Em 2023, as sociedades se juntaram para pressionar pela liberação de um projeto de lei que abre crédito suplementar para o orçamento do Fundo Nacional de Desenvolvimento Científico e Tecnológico (FNDCT), ligado ao Ministério da Ciência, Tecnologia e Inovação para financiar projetos, fazendo com que o recurso do fundo suba para R$ 9,6 bilhões/ano.
Atualmente, Silvia faz parte de seis sociedades nacionais – Sociedade Brasileira para o Progresso da Ciência (SBPC), Sociedade Brasileira de Física (SBF), Sociedade Brasileira de Biociências Nucleares (SBBN), Sociedade Brasileira de Proteção Radiológica (SBPR), Associação Brasileira de Física Médica (ABFM) e Associação Brasileira de Energia Nuclear (ABEN), e duas internacionais – American Association for Advance of Sciences (AAAS) e European Association of Nuclear Medicine (EANM).

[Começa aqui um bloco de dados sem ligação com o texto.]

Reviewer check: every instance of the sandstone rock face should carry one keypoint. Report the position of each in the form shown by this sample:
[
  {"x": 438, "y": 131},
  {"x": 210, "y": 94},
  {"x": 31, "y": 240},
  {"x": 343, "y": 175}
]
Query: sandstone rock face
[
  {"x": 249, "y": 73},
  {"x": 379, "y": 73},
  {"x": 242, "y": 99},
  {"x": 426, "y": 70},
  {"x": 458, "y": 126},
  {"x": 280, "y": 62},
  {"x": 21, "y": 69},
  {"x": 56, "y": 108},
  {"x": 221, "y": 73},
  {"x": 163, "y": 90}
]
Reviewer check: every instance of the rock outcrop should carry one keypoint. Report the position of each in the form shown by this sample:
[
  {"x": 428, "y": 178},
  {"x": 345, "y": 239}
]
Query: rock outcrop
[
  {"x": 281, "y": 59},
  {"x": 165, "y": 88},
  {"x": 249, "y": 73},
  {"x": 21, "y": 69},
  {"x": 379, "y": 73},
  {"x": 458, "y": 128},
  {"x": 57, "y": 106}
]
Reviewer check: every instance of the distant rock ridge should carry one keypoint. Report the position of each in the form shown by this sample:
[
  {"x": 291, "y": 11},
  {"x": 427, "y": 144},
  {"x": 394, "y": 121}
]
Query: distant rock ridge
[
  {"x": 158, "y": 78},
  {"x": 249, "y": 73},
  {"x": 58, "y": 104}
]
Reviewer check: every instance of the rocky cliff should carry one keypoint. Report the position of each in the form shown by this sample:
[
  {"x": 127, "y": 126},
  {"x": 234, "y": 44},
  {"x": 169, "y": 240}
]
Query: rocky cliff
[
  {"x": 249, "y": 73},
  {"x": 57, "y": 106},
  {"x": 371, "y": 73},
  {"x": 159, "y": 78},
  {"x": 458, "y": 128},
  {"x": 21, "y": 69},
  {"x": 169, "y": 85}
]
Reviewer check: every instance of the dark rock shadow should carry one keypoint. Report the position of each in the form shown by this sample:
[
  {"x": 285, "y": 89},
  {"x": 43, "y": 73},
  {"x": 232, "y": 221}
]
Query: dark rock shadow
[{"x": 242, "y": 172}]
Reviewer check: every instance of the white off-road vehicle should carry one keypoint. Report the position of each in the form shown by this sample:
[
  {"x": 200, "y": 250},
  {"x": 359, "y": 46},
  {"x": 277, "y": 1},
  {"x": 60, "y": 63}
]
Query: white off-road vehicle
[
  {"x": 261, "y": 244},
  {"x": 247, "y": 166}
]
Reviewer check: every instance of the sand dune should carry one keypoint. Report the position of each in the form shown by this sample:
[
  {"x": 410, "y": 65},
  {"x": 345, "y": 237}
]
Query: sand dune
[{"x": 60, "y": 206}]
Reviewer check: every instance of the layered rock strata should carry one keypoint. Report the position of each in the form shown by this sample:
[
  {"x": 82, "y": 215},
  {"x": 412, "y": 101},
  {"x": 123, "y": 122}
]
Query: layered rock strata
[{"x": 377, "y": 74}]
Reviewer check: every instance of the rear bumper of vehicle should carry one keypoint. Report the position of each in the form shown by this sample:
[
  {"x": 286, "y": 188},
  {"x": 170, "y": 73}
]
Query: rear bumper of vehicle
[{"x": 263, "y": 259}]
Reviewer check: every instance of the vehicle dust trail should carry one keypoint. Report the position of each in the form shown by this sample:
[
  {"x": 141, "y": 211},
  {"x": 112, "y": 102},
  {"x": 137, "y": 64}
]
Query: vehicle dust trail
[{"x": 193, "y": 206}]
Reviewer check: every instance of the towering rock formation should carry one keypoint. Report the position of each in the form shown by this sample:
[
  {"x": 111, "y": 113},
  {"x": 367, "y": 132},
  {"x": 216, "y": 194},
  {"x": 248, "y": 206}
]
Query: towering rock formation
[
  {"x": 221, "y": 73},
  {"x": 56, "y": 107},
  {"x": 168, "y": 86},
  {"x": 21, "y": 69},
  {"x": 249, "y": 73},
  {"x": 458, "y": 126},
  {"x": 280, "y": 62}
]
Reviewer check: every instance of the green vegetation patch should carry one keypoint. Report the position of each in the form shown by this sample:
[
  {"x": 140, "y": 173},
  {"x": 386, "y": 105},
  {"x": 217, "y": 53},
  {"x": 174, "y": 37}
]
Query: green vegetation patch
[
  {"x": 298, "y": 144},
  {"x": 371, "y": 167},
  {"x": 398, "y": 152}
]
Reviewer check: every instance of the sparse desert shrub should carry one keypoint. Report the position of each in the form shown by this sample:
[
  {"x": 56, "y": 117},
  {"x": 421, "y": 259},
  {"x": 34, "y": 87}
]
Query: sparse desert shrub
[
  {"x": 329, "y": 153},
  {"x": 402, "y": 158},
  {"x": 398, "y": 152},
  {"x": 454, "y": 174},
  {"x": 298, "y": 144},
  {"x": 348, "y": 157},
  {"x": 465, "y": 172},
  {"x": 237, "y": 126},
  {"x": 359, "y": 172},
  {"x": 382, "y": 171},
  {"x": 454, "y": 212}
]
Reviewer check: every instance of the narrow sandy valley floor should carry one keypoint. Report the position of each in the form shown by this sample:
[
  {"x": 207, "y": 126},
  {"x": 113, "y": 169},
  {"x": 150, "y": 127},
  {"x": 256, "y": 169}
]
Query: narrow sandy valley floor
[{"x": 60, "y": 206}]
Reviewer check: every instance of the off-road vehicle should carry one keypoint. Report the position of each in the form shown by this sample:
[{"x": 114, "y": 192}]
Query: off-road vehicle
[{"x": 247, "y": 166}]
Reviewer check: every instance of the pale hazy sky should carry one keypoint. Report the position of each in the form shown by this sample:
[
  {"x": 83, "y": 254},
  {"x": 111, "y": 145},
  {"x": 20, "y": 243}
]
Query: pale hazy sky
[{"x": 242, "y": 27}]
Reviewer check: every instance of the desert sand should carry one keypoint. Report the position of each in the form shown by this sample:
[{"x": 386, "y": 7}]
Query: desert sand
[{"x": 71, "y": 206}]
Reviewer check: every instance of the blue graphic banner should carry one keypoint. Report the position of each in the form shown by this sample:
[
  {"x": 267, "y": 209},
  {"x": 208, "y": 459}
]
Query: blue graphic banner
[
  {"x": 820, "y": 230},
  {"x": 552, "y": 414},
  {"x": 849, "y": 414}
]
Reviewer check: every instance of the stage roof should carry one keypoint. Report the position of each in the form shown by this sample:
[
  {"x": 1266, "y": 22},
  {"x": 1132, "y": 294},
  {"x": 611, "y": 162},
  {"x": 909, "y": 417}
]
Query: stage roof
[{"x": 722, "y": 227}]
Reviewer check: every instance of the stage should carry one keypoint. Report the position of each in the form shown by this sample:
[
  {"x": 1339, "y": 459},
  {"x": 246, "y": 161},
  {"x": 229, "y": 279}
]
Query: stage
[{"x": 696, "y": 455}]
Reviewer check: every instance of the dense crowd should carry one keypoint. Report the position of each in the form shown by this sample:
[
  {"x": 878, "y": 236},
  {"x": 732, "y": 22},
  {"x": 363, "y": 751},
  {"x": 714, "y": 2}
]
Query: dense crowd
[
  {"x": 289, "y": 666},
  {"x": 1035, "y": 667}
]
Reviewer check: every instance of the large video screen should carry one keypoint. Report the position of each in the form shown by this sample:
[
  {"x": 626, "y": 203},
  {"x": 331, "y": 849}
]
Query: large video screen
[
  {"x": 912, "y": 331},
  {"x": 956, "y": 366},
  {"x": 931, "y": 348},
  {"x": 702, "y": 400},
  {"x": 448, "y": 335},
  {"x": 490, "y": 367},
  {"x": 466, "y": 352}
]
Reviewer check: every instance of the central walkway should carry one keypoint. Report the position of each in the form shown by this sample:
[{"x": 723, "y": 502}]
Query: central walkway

Para a pesquisadora, a SBPC é importante, pois tem uma visão ampla sobre as possibilidades das ciências no Brasil, mas também está inteirada nos problemas da sociedade brasileira, participando das políticas públicas utilizando a ciência.
“É importante que as sociedades científicas participem da SBPC para discutir os problemas brasileiros, as prioridades, as políticas públicas com uma visão crítica e de conjunto, sabendo como podem colaborar. Tive o prazer e o orgulho de levar a SBBN para dentro da SBPC, e lá dentro participar de um momento sofrido, mas importante, onde os cientistas dispuseram de grande parte de seu tempo para trabalhar em um assunto que não era de seus campos de atuação”, relembrou Silvia sobre as lutas para obter financiamento para as pesquisas.